That’s the assertion made by James Heckman and Paul LaFontaine in a new working paper called “The American High School Graduation Rate: Trends and Levels.”
Here is their abstract:
This paper uses multiple data sources and a unified methodology to estimate the trends and levels of the U.S. high school graduation rate. Correcting for important biases that plague previous calculations, we establish that (a) the true high school graduation rate is substantially lower than the official rate issued by the National Center for Educational Statistics; (b) it has been declining over the past 40 years; (c) majority/minority graduation rate differentials are substantial and have not converged over the past 35 years; (d) the decline in high school graduation rates occurs among native populations and is not solely a consequence of increasing proportions of immigrants and minorities in American society; (e) the decline in high school graduation explains part of the recent slowdown in college attendance; and (f) the pattern of the decline of high school graduation rates by gender helps to explain the recent increase in male-female college attendance gaps.
The National Center for Educational Statistics typically states that the U.S. graduation rate is 88 percent, and that the black/white gap has virtually disappeared.
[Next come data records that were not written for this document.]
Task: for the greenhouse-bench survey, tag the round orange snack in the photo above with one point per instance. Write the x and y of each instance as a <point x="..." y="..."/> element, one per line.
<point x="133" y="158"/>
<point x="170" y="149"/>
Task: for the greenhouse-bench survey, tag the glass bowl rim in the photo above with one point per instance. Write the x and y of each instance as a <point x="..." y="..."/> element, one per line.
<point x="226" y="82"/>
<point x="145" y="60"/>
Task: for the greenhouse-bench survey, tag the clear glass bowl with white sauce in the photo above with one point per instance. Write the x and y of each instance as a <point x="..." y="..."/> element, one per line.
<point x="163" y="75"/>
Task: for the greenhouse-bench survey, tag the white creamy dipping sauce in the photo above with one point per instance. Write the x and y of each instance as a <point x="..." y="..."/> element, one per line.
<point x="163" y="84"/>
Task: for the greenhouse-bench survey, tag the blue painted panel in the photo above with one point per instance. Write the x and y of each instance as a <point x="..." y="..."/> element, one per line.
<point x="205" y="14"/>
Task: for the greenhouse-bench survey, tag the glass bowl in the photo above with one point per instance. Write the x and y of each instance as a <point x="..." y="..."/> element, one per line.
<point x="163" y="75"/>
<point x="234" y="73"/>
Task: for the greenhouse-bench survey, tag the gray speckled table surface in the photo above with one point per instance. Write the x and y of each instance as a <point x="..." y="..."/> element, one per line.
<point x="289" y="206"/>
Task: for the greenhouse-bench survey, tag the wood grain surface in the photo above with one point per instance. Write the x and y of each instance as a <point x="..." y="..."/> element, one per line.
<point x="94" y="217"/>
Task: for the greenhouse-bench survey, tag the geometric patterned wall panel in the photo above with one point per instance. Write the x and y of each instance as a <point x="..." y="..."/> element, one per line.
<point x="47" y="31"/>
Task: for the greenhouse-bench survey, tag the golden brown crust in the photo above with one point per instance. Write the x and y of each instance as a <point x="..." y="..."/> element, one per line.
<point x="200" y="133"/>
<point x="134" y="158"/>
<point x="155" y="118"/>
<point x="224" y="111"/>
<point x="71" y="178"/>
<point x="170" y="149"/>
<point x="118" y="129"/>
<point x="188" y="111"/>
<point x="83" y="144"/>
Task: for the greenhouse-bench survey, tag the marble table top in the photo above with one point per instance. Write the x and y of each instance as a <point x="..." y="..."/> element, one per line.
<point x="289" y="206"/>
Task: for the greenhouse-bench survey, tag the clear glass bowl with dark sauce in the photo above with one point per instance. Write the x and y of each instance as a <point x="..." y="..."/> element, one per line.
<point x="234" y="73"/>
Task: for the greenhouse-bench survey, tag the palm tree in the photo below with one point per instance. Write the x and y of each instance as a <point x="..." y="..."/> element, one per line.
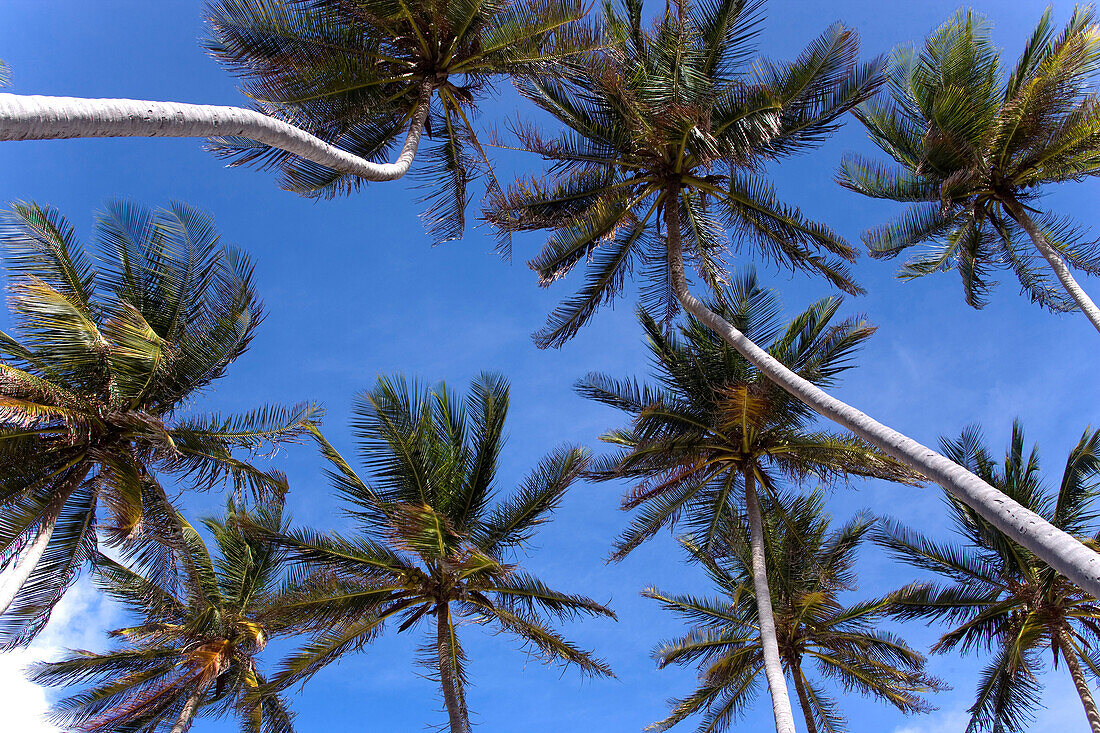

But Heckman and LaFontaine argue that the actual graduation rate is in fact considerably lower, and that the black/white gap hasn’t gone anywhere: “In fact,” they write, “we find no evidence of convergence in minority-majority graduation rates over the past 35 years.”
The only people I can think of for whom this paper represents good news are:
1. People who work in the G.E.D. business.
2. Whites who are eager for minorities to remain educationally diminished.
3. Immigrants who can find good work because of a lack of educated natives.
4. Anyone in the education field who wants to improve things using good, hard data rather than suppositions, opinions, and prayers.